NotebookLM solves this. It holds all your research OUTSIDE of Claude. You ask Claude a question, it asks NotebookLM, gets a sourced answer, and barely uses any of your allowance.

The YouTube research pipeline

This is something you can do today, completely free:

  1. Find videos on your topic (YouTube search, or use Gemini CLI to discover them)
  2. Add them to NotebookLM at notebooklm.google.com. Paste the YouTube URL as a source. NotebookLM reads the entire transcript automatically.
  3. Add anything else you find: articles, PDFs, your own notes
  4. Ask NotebookLM questions. It answers using only your sources, with citations showing exactly where each fact came from.
  5. Feed those answers to Claude when you need to build something from the research.

Using Gemini CLI for web discovery

Gemini has something Claude doesn't: real-time Google Search. Use it to find things, then add what you find to NotebookLM.

terminal
# Find YouTube videos on a topic
gemini -p "Find 5 recent YouTube videos about starting a tourism brand in Belize" --yolo

# Find current articles
gemini -p "What are the latest trends in eco-tourism marketing for 2026?" --yolo

Take the URLs from Gemini's response and add them to your NotebookLM notebook. Now you have a research library that grows every time you find something new.

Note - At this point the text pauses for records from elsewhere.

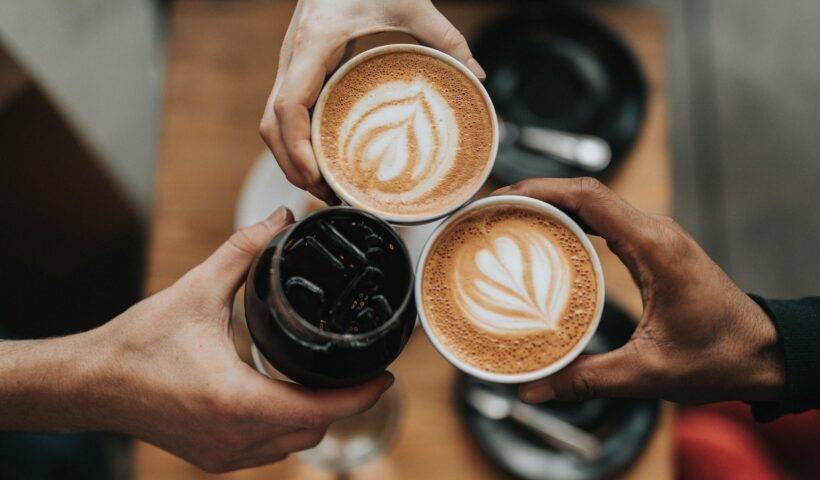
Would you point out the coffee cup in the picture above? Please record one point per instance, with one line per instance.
(405, 132)
(509, 289)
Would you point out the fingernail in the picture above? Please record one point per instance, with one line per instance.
(476, 68)
(536, 394)
(389, 381)
(279, 216)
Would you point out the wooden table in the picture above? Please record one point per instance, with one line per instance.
(221, 65)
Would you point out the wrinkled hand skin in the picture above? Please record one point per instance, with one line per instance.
(700, 338)
(320, 35)
(167, 371)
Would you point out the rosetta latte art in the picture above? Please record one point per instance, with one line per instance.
(520, 282)
(402, 137)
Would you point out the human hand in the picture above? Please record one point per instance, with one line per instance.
(167, 371)
(700, 338)
(319, 35)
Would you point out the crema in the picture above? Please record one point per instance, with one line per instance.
(405, 134)
(509, 289)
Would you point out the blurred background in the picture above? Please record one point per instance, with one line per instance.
(81, 101)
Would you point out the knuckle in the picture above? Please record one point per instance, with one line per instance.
(315, 439)
(222, 403)
(214, 464)
(581, 388)
(525, 185)
(296, 180)
(266, 126)
(281, 106)
(452, 38)
(591, 187)
(313, 417)
(242, 241)
(668, 239)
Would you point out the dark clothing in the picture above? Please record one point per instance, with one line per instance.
(798, 330)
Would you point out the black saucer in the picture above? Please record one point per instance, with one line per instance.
(624, 426)
(560, 68)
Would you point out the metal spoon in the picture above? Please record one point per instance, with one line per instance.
(556, 432)
(587, 152)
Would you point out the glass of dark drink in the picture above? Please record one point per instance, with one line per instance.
(330, 302)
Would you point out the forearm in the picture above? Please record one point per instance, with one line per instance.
(44, 384)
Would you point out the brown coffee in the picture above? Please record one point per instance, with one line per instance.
(509, 289)
(406, 134)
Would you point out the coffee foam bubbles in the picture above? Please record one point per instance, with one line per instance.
(508, 289)
(405, 134)
(402, 135)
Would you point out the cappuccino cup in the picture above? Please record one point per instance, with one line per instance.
(509, 289)
(404, 132)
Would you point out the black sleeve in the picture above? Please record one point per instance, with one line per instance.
(798, 330)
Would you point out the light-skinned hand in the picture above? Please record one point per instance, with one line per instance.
(319, 36)
(167, 371)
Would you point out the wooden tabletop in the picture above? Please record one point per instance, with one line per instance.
(221, 64)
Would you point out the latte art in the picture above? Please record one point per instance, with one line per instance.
(508, 289)
(404, 134)
(519, 283)
(402, 137)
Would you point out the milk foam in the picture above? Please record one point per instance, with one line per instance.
(508, 289)
(405, 135)
(520, 283)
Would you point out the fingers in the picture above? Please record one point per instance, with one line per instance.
(614, 374)
(285, 126)
(280, 446)
(434, 30)
(285, 402)
(607, 214)
(227, 266)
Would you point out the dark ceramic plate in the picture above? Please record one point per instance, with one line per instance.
(560, 68)
(623, 426)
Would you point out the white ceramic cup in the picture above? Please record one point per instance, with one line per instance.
(316, 137)
(551, 211)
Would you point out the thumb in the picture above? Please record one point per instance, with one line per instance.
(612, 374)
(227, 266)
(434, 30)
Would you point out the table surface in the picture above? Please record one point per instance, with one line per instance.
(221, 64)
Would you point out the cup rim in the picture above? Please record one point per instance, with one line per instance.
(316, 138)
(524, 376)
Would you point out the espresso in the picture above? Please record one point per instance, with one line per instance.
(509, 289)
(405, 134)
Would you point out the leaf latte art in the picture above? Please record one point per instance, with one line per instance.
(518, 281)
(402, 137)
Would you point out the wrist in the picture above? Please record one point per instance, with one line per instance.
(766, 370)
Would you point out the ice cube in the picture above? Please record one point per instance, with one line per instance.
(344, 246)
(311, 243)
(306, 297)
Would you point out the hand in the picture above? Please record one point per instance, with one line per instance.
(168, 372)
(700, 338)
(319, 35)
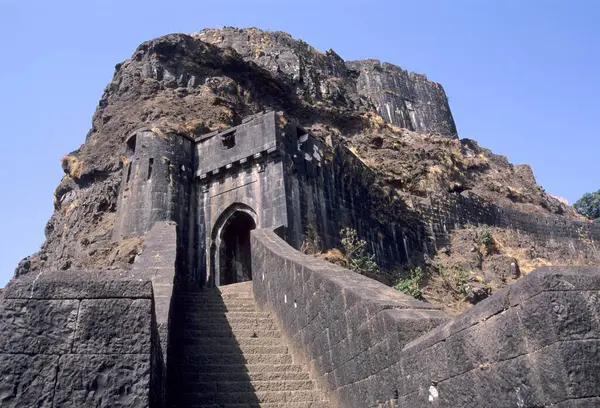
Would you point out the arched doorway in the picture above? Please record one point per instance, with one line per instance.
(230, 256)
(235, 261)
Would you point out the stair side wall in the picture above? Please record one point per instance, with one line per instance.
(535, 343)
(70, 341)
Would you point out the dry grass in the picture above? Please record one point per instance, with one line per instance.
(334, 256)
(72, 166)
(525, 261)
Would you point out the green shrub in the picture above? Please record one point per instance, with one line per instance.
(359, 259)
(411, 285)
(589, 205)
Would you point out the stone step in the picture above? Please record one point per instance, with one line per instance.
(233, 349)
(218, 309)
(254, 386)
(242, 368)
(214, 296)
(205, 304)
(230, 316)
(305, 404)
(235, 324)
(205, 359)
(228, 333)
(252, 397)
(229, 341)
(244, 376)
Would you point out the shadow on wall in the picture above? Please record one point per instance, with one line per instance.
(208, 362)
(534, 343)
(230, 260)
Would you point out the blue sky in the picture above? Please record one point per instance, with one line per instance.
(522, 76)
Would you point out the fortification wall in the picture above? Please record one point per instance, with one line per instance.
(328, 189)
(405, 99)
(156, 183)
(445, 213)
(531, 344)
(74, 341)
(245, 173)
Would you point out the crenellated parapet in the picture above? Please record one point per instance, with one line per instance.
(156, 181)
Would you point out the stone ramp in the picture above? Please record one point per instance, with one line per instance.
(229, 355)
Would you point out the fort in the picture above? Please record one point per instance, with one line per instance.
(223, 309)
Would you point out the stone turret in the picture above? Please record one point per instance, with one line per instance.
(156, 181)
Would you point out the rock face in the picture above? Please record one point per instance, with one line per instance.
(211, 80)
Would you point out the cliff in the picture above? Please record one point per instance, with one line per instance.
(398, 123)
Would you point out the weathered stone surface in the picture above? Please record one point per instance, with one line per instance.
(82, 285)
(100, 348)
(532, 344)
(113, 326)
(27, 380)
(103, 381)
(37, 326)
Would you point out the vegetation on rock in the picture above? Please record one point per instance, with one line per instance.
(589, 205)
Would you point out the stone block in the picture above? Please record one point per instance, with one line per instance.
(37, 326)
(27, 380)
(103, 381)
(114, 326)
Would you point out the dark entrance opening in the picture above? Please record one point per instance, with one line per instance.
(234, 257)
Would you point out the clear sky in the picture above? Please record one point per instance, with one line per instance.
(523, 78)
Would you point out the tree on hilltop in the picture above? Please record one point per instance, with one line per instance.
(589, 205)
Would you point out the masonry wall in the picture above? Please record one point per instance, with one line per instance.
(532, 344)
(405, 99)
(69, 341)
(247, 176)
(328, 189)
(445, 213)
(156, 184)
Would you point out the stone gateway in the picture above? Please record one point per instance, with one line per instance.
(222, 307)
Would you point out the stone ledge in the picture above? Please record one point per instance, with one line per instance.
(77, 285)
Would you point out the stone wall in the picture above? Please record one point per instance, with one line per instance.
(328, 189)
(445, 213)
(77, 341)
(405, 99)
(532, 344)
(244, 174)
(156, 182)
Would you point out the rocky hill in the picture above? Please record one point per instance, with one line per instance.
(398, 123)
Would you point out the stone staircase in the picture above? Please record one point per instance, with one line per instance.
(229, 355)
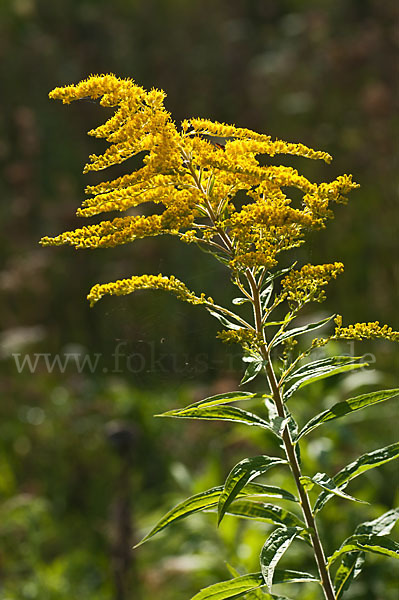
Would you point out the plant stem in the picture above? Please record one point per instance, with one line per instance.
(290, 450)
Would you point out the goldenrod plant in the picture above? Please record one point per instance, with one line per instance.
(216, 194)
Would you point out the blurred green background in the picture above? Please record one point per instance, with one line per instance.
(84, 468)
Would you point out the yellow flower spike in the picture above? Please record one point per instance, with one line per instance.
(306, 284)
(193, 179)
(360, 331)
(145, 282)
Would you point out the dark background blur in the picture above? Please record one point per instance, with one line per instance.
(81, 452)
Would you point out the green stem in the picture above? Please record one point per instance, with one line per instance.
(289, 447)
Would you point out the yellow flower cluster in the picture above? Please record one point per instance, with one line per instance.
(145, 282)
(194, 179)
(306, 284)
(360, 331)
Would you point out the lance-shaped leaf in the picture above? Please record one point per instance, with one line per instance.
(266, 294)
(347, 406)
(244, 472)
(378, 544)
(321, 372)
(380, 526)
(226, 399)
(209, 499)
(328, 484)
(253, 369)
(218, 413)
(274, 548)
(233, 588)
(226, 322)
(367, 461)
(352, 562)
(241, 586)
(261, 511)
(323, 363)
(300, 330)
(350, 567)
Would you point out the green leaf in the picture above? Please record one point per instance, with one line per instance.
(240, 475)
(274, 548)
(209, 499)
(325, 482)
(320, 373)
(266, 294)
(270, 491)
(225, 322)
(233, 588)
(248, 585)
(352, 562)
(314, 366)
(348, 570)
(378, 544)
(239, 301)
(367, 461)
(380, 526)
(226, 399)
(288, 576)
(300, 330)
(197, 503)
(268, 513)
(347, 406)
(218, 413)
(252, 371)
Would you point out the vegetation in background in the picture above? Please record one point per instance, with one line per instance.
(273, 66)
(217, 195)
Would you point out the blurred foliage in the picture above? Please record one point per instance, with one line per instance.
(319, 72)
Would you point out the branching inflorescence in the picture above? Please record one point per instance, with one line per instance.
(195, 173)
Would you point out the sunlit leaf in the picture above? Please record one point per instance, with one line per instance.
(218, 413)
(300, 330)
(380, 526)
(233, 588)
(378, 544)
(347, 571)
(275, 546)
(321, 372)
(352, 562)
(268, 513)
(225, 322)
(244, 472)
(239, 301)
(209, 499)
(253, 369)
(325, 482)
(367, 461)
(266, 294)
(347, 406)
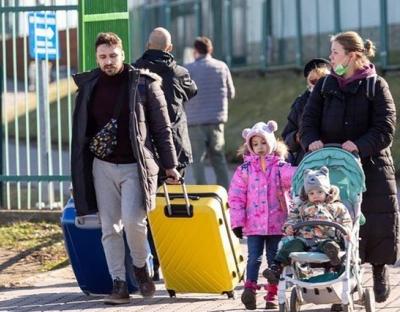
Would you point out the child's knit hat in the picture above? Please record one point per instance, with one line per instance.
(264, 130)
(317, 180)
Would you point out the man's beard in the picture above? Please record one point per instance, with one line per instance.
(111, 70)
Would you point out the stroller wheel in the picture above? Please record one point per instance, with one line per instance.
(294, 301)
(283, 307)
(369, 300)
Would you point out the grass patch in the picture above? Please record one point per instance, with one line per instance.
(41, 243)
(270, 97)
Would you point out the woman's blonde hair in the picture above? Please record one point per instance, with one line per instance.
(281, 149)
(352, 42)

The continuous research loop

Discover (Gemini) → Store (NotebookLM) → Synthesize (NotebookLM queries) → Build (Claude)

This loop compounds. Each round of research makes the next round smarter because NotebookLM has more context. After a few cycles, you have a research library that would have taken weeks to build manually.

Think of research like doing rounds on a new unit. You read the charts, talk to the nurses, check the labs. AI research is the same process, but you can cover 10x the ground.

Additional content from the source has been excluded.